Proteinreinigung
Die Wahl eines Ausgangsmaterials ist entscheidend für die Gestaltung eines Reinigungsprozesses. In einer Pflanze oder einem Tier ist ein bestimmtes Protein normalerweise nicht homogen im ganzen Körper verteilt; Verschiedene Organe oder Gewebe haben höhere oder niedrigere Konzentrationen des Proteins. Die Verwendung nur der Gewebe oder Organe mit der höchsten Konzentration verringert die Volumina, die zur Herstellung einer bestimmten Menge an gereinigtem Protein benötigt werden. Wenn das Protein in geringer Häufigkeit vorhanden ist oder wenn es einen hohen Wert hat, können Wissenschaftler rekombinante DNA-Technologie verwenden, um Zellen zu entwickeln, die große Mengen des gewünschten Proteins produzieren (dies wird als Expressionssystem bezeichnet). Durch die rekombinante Expression kann das Protein markiert werden, z. B. durch einen His-Tag oder Strep-Tag, um die Reinigung zu erleichtern, wodurch die Anzahl der erforderlichen Reinigungsschritte verringert wird.
Eine analytische Reinigung nutzt im Allgemeinen drei Eigenschaften, um Proteine zu trennen. Zunächst können Proteine nach ihren isoelektrischen Punkten gereinigt werden, indem sie durch ein pH-abgestuftes Gel oder eine Ionenaustauschersäule geführt werden. Zweitens können Proteine durch Größenausschlusschromatographie oder durch SDS-PAGE-Analyse (Natriumdodecylsulfat-Polyacrylamid-Gelelektrophorese) nach ihrer Größe oder ihrem Molekulargewicht getrennt werden. Proteine werden oft mit 2D-PAGE gereinigt und dann durch Peptid-Massen-Fingerprinting analysiert, um die Proteinidentität festzustellen. Dies ist sehr nützlich für wissenschaftliche Zwecke und die Nachweisgrenzen für Protein sind heutzutage sehr niedrig und Nanogramm-Mengen an Protein sind ausreichend für ihre Analyse. Drittens können Proteine durch Polarität/ Hydrophobie über Hochleistungsflüssigkeitschromatographie oder Reversed-Phase-Chromatographie getrennt werden.
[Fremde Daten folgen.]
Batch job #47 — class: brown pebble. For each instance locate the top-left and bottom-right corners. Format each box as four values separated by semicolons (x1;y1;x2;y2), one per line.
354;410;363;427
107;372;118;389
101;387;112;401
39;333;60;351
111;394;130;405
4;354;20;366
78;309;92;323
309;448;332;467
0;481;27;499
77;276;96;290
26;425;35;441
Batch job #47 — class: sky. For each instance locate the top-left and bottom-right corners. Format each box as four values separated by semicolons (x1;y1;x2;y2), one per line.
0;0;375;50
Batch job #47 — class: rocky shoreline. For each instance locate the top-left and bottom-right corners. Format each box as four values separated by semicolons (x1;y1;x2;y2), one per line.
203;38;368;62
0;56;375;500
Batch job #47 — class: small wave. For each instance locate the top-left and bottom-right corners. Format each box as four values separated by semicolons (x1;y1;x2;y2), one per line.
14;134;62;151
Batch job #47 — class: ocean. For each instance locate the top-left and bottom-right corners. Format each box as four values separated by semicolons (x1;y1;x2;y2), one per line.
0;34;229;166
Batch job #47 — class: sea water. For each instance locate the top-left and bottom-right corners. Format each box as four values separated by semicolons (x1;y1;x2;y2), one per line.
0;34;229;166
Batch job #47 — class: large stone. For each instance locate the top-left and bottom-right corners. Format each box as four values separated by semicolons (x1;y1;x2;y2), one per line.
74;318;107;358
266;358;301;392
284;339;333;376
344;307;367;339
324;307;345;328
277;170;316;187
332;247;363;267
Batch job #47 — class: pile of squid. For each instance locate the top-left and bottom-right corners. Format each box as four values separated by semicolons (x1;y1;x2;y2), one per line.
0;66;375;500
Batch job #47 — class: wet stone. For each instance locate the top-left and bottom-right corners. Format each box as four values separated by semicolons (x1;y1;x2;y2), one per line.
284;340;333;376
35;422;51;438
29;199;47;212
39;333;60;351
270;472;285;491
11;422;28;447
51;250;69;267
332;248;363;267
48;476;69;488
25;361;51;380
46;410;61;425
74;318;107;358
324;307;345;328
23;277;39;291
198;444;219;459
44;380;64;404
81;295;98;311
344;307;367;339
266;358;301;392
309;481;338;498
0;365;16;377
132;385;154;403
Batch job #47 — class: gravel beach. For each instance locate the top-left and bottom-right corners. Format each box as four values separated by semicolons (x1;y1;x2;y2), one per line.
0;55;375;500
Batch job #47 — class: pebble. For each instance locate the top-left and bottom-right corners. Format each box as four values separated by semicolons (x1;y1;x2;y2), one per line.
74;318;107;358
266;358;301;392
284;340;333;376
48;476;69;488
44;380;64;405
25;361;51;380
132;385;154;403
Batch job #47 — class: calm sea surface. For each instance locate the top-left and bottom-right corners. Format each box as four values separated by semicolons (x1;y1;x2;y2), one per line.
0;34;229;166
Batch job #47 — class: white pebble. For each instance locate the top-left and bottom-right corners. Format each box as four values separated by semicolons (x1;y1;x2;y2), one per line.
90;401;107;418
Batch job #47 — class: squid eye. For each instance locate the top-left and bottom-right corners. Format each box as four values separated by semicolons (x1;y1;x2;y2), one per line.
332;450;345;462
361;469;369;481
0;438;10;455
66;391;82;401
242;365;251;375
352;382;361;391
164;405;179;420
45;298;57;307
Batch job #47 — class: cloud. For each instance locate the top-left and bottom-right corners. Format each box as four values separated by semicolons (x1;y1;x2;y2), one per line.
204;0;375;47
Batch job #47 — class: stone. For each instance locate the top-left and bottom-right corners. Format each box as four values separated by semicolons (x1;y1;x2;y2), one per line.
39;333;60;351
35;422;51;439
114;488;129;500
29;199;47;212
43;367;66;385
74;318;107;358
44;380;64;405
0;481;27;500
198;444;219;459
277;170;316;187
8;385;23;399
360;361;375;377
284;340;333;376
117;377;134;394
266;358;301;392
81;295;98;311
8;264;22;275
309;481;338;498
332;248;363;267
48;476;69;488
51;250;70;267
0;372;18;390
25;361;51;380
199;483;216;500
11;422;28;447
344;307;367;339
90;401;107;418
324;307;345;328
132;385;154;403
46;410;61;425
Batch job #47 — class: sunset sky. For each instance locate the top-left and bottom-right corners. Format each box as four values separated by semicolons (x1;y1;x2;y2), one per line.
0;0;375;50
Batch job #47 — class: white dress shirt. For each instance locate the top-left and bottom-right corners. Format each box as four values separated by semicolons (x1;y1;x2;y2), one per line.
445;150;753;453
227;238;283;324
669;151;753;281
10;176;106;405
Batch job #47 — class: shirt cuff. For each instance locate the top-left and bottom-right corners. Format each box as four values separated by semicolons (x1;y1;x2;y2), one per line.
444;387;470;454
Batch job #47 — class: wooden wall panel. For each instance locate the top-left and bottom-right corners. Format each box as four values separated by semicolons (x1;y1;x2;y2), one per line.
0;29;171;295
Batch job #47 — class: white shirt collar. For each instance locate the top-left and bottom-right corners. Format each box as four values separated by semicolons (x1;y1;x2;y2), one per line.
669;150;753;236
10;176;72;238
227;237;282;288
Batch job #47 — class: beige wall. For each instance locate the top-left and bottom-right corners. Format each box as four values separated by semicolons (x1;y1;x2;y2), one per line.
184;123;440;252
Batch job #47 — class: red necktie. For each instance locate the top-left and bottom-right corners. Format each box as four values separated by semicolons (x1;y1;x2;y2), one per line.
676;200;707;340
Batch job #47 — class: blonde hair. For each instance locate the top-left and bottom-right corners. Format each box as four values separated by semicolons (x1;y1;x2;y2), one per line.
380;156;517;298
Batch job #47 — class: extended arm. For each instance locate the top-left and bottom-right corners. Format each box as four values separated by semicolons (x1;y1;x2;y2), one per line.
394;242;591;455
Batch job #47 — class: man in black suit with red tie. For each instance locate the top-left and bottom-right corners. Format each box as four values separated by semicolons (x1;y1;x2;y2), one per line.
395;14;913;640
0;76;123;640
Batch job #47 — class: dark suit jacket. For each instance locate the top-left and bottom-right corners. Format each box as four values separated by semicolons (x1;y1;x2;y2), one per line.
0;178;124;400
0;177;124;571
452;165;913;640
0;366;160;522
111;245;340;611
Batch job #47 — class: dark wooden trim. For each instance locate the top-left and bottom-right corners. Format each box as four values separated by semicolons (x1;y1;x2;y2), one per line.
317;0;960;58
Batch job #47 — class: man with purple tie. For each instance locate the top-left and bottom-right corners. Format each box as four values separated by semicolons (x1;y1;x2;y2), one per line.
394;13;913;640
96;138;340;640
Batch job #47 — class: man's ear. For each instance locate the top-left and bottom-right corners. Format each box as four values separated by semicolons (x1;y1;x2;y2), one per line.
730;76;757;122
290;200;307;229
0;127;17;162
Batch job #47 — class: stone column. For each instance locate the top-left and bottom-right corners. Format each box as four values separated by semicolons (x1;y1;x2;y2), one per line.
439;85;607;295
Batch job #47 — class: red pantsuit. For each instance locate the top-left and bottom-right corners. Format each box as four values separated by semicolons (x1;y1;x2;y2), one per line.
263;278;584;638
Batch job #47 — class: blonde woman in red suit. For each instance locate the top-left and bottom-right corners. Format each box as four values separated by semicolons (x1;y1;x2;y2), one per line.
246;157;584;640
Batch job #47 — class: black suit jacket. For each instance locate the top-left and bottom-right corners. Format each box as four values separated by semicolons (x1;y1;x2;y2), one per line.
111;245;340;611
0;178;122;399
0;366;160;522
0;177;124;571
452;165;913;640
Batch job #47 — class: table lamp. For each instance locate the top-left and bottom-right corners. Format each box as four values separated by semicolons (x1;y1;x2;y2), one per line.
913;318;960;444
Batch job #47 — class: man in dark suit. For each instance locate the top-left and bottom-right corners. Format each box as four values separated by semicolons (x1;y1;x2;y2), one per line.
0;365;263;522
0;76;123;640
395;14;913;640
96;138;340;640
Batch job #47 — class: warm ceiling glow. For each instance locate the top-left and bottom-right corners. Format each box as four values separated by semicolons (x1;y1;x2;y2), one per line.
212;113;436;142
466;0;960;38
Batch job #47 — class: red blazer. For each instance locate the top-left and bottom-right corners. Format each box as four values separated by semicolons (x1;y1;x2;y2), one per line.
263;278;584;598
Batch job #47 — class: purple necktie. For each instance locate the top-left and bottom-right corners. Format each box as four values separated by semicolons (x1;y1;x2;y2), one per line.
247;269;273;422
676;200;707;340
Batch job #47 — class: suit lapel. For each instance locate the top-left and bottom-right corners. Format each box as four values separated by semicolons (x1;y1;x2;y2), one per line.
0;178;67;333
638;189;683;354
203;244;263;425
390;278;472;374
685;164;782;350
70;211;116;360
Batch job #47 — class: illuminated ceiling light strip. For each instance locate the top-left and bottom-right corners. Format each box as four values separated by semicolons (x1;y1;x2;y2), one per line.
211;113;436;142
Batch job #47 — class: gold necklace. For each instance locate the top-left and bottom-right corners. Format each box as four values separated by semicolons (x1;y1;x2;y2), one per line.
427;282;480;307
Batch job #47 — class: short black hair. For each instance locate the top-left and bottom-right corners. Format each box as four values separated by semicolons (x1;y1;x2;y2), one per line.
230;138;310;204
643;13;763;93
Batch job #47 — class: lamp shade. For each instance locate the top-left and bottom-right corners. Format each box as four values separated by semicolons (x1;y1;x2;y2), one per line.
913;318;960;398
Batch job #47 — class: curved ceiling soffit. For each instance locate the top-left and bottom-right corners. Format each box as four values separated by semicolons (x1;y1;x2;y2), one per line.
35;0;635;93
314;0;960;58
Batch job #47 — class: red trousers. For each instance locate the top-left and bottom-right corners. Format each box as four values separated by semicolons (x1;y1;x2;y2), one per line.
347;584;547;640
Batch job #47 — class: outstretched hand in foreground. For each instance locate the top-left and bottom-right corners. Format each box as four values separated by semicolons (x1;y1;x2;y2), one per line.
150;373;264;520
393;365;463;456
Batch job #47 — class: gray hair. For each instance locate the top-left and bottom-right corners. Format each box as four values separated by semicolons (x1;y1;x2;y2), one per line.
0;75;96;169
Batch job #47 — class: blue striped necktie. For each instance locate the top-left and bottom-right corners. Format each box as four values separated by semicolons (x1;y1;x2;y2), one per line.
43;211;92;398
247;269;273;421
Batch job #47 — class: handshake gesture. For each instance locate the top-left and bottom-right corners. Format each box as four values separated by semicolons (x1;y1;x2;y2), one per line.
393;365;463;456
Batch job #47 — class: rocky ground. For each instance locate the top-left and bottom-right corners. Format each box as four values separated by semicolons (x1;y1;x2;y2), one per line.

Üblicherweise enthält ein Proteinreinigungsprotokoll einen oder mehrere chromatographische Schritte. Das grundlegende Verfahren in der Chromatographie besteht darin, die Lösung, die das Protein enthält, durch eine Säule zu fließen, die mit verschiedenen Materialien gefüllt ist. Verschiedene Proteine interagieren unterschiedlich mit dem Säulenmaterial und können somit durch die zum Passieren der Säule erforderliche Zeit oder die zum Eluieren des Proteins aus der Säule erforderlichen Bedingungen getrennt werden. Üblicherweise werden Proteine, die aus der Säule austreten, durch ihre Absorption bei 280 nm nachgewiesen. Es gibt viele verschiedene chromatographische Methoden:
Größenausschlusschromatographiebearbeiten
Chromatographie kann verwendet werden, um Protein in Lösung oder denaturierenden Bedingungen unter Verwendung von porösen Gelen zu trennen. Diese Technik wird als Größenausschlusschromatographie bezeichnet. Das Prinzip ist, dass kleinere Moleküle ein größeres Volumen in einer porösen Matrix durchqueren müssen. Folglich benötigen Proteine eines bestimmten Größenbereichs ein variables Volumen an Elutionsmittel (Lösungsmittel), bevor sie am anderen Ende der Gelsäule gesammelt werden.
Im Rahmen der Proteinreinigung wird das Eluent üblicherweise in verschiedenen Reagenzgläsern gebündelt. Alle Reagenzgläser, die keine messbare Spur des zu reinigenden Proteins enthalten, werden verworfen. Die verbleibende Lösung wird somit aus dem zu reinigenden Protein und allen anderen ähnlich großen Proteinen hergestellt.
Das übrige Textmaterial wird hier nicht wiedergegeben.